In Sicilia. Se il vino rinuncia ai gradi ... “Il sole, la spiaggia, la campagna, con i suoi uliveti e con i suoi vigneti, che arriva fino a
qui... che cos’è, mi chiedo, il segreto della Sicilia, della sua estrema bellezza, del suo incanto misterioso e onnipresente?”. La domanda abita inquieta le pagine di Vino al vino di Mario Soldati. Una riga appena, ed ecco la risposta:
“Non, c’è alcun dubbio: questo segreto è lo spazio, la grandiosità...”. Impossibile dargli torto: con le vigne sdraiate sulla sabbia o abbarbicate alle falde del vulcano, le escursioni termiche che infuocano gli acini per poi raggelarli, i terreni pencolanti tra limo, argilla e calcare, dove prosperano macchia mediterranea e vegetazione subtropicale, la Sicilia srotola il suo tappeto di vigne per molti dei trecento chilometri che separano Marsala da Messina e i quasi duecento esistenti tra Milazzo e isola delle Correnti.
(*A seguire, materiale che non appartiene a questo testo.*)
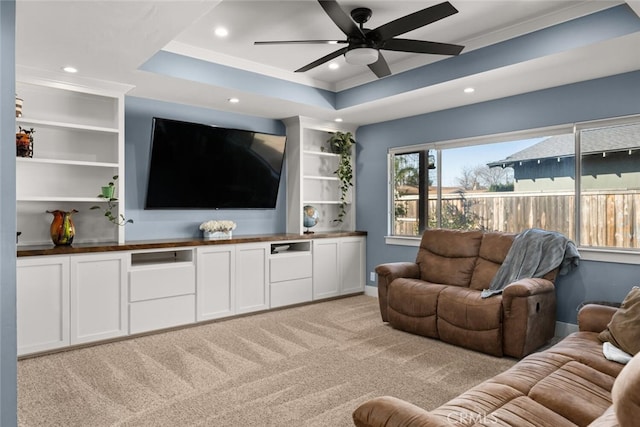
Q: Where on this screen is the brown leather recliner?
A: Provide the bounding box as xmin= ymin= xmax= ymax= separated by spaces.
xmin=376 ymin=229 xmax=558 ymax=358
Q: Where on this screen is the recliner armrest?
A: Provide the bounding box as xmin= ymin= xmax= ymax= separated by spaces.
xmin=502 ymin=278 xmax=555 ymax=300
xmin=578 ymin=304 xmax=617 ymax=332
xmin=376 ymin=262 xmax=420 ymax=284
xmin=353 ymin=396 xmax=451 ymax=427
xmin=376 ymin=262 xmax=420 ymax=322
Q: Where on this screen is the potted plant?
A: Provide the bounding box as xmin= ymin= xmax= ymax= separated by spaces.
xmin=90 ymin=175 xmax=133 ymax=226
xmin=327 ymin=131 xmax=356 ymax=223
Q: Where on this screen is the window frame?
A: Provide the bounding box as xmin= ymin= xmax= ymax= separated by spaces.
xmin=385 ymin=115 xmax=640 ymax=264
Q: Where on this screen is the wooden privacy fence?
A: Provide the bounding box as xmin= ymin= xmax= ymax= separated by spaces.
xmin=395 ymin=190 xmax=640 ymax=248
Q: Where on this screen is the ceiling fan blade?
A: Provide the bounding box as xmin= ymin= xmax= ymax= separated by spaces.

Per questo, non esiste in Italia vendemmia altrettanto lunga, articolata e varia. Si comincia coni primi grappoli di Chardonnay raccolti a metà luglio, per arrivare ai poderosi acini rossi del tardivo Nerello Mascalese, che si godranno il sole in pianta fino a fine mese e oltre, con cesoie e vendemmiatrici senza riposo fino ai primissimi brividi di freddo. Potere della biodiversità, tradotta in un’incredibile varietà di produzioni, dal bianchi più freschi e asciutti ai rossi profondi e carnali, fino ai grandi vini da meditazione. Una condizione specialissima, che le grandi cantine da Zoom (Feudo Principi di Butera) a Firriato - hanno imparato a sfruttare, acquistando a più riprese piccole porzioni di campagna già vitate, o pronte a diventarlo per esigenze di mercato, da un versante all’altro. Non è certo la tradizione a mancare, se è vero che un gruppo di archeobotanici sta lavorando per recuperare i vitigni della zona tra Ad Trezza e Piazza Armerina, Catania, dove Omero colloca la dimora dì Polifemo, poderoso bevitore di vini locali. Una ricerca intrigante, a corollario dell’enorme lavoro fatto per sdoganare una terra troppo a lungo considerata la Cenerentola dei mosti, capace solo di rimpolpare le produzioni del nord povere di gradazione grazie al suoi grappoli gonfi di zucchero e sole.
Il primo passo è stato annullare l’handicap delle alte temperature che trasformano gli acini in marmellata, grazie alle vendemmie notturne e ai vani-raccolta refrigerati. Migliorate le tecnologie, sono stati individuati i vitigni in cui investire, ed è esplosa la produzione di vini da uve internazionali, con Chardonnay e Merlot a farla da padroni. Ma prima che le produzioni seriali trasformassero la Sicilia nella California del Mediterraneo, i piccoli produttori hanno rialzato la testa, rivendicando l’orgoglio dei vitigni autoctoni: così, l’Etna è diventato il nuovo Eldorado vinicolo, mentre alcune grandi cantine hanno cominciato a inseguire senza troppa fortuna Franciacorta e Trentino sul terreno degli spumanti.
Se avete qualche giorno da spendere, raggiungete la Sicilia e provate l’ebbrezza della vendemmia sul mare. Poi, sedetevi al Caffè Sicilia, a un passo dalla cattedrale di Noto, casa di uno dei più geniali pasticceri del mondo, Corrado Assenza, e ordinate una fetta di torta di fichi caramellati. Vi arriverà con un bicchiere di Marsala Vecchio Samperi di De Bartoli. Inebriatevi della magia del tramonto barocco e brindate all’autunno.